After he had dismissed the crowds, he went up on the mountain by himself to pray. Matthew 14:23
A few years ago, I had the opportunity to visit India to see a Christian orphanage and church planting movement that we support financially. I believed in their mission, but at the time, I was still struggling with following my own drug addiction.
While in one of the rural villages, I looked to the beauty of the surrounding hills and asked our Indian pastor/guide if he ever went hiking just for fun. He looked at me oddly, as if hiking just for the sake of hiking was a little strange. He said he did go up there regularly, to get away from the world and to pray. Now it was my turn to think him odd. Here was a man of God, who spent every day caring for the needy and preaching the word. Why did he need to get away to pray? Wasn’t he close enough to God already? Mired in my own self-centeredness, I just didn’t understand.

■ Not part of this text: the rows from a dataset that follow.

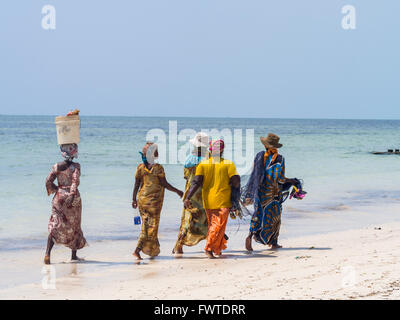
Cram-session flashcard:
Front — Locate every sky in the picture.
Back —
[0,0,400,119]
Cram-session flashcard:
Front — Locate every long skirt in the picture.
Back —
[137,205,161,257]
[250,200,282,245]
[48,187,87,250]
[204,208,230,255]
[174,197,208,252]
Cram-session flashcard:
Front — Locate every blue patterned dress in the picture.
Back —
[250,155,285,245]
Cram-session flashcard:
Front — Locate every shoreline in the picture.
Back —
[0,222,400,300]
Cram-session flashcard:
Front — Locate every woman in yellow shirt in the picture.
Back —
[184,140,240,258]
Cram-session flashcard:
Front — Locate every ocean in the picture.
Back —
[0,115,400,251]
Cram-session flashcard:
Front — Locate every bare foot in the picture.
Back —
[172,247,183,254]
[204,250,215,259]
[246,236,253,251]
[71,256,85,261]
[132,251,143,260]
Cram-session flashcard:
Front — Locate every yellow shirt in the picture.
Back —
[196,158,238,209]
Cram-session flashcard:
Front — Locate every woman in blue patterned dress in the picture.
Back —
[242,133,297,251]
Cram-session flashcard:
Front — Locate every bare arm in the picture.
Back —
[184,176,204,209]
[132,178,142,209]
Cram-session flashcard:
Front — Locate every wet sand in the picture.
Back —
[0,223,400,299]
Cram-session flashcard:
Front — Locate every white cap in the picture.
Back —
[189,132,208,147]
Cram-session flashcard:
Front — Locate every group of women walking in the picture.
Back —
[44,132,298,264]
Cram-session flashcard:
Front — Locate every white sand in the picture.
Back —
[0,223,400,299]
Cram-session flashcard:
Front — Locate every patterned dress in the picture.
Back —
[174,162,208,252]
[250,155,285,245]
[135,163,165,257]
[46,163,87,250]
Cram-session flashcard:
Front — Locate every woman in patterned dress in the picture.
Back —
[132,142,183,260]
[44,144,87,264]
[242,133,296,251]
[172,132,208,254]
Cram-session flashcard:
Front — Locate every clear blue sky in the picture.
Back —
[0,0,400,119]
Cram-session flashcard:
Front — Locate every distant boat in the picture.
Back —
[371,149,400,154]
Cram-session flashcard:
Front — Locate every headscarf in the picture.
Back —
[264,148,278,164]
[139,142,158,167]
[60,143,78,161]
[208,140,225,154]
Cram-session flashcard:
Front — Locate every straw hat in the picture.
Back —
[189,132,208,148]
[260,133,282,148]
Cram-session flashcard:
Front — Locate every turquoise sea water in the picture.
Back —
[0,116,400,250]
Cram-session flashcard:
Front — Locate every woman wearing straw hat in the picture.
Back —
[132,142,183,260]
[172,132,208,254]
[242,133,297,251]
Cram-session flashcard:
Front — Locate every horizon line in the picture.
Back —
[0,114,400,121]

I think almost the same thing every time I read today’s passage in which Jesus went away by himself to pray. Here was the messiah, the very son of God, who was already obviously intimately connected to the father, but who also needed to take time away from the demands of the world to talk with God. After feeding the crowd and healing their sick, Jesus recharged and refilled himself by spending time with his father.

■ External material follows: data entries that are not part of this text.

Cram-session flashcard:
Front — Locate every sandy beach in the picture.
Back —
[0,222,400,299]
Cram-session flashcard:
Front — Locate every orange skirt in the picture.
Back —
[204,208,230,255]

The world is profoundly distracting, sucking the life out of us. We all have a hundred different diversions, pulling us in as many directions in a day. We may say that our faith is the most important thing about us, but to any observer, we follow our smart phones, entertainment, or jobs more than God.

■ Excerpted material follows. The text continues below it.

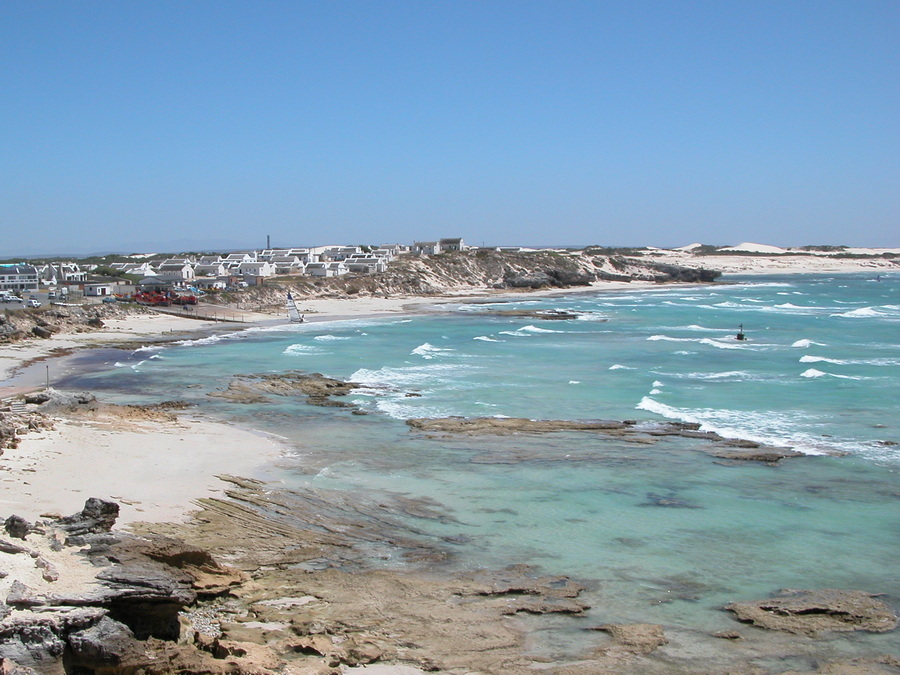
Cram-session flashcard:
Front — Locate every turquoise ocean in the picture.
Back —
[58,272,900,653]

In my addiction, I followed me above all. Then, I wondered why I was such a disaster. In my recovery, I began to understand that my life went in the direction of whatever I pursued. If I followed my appetite today, predictable consequences ensued tomorrow. The world continually pulls me away from God. If I want to know faith and recovery, then like Jesus, I must daily take time to purposefully unplug from the world. I must daily spend time alone in prayer, speaking and listening to the God who fills me with the life I truly want and need.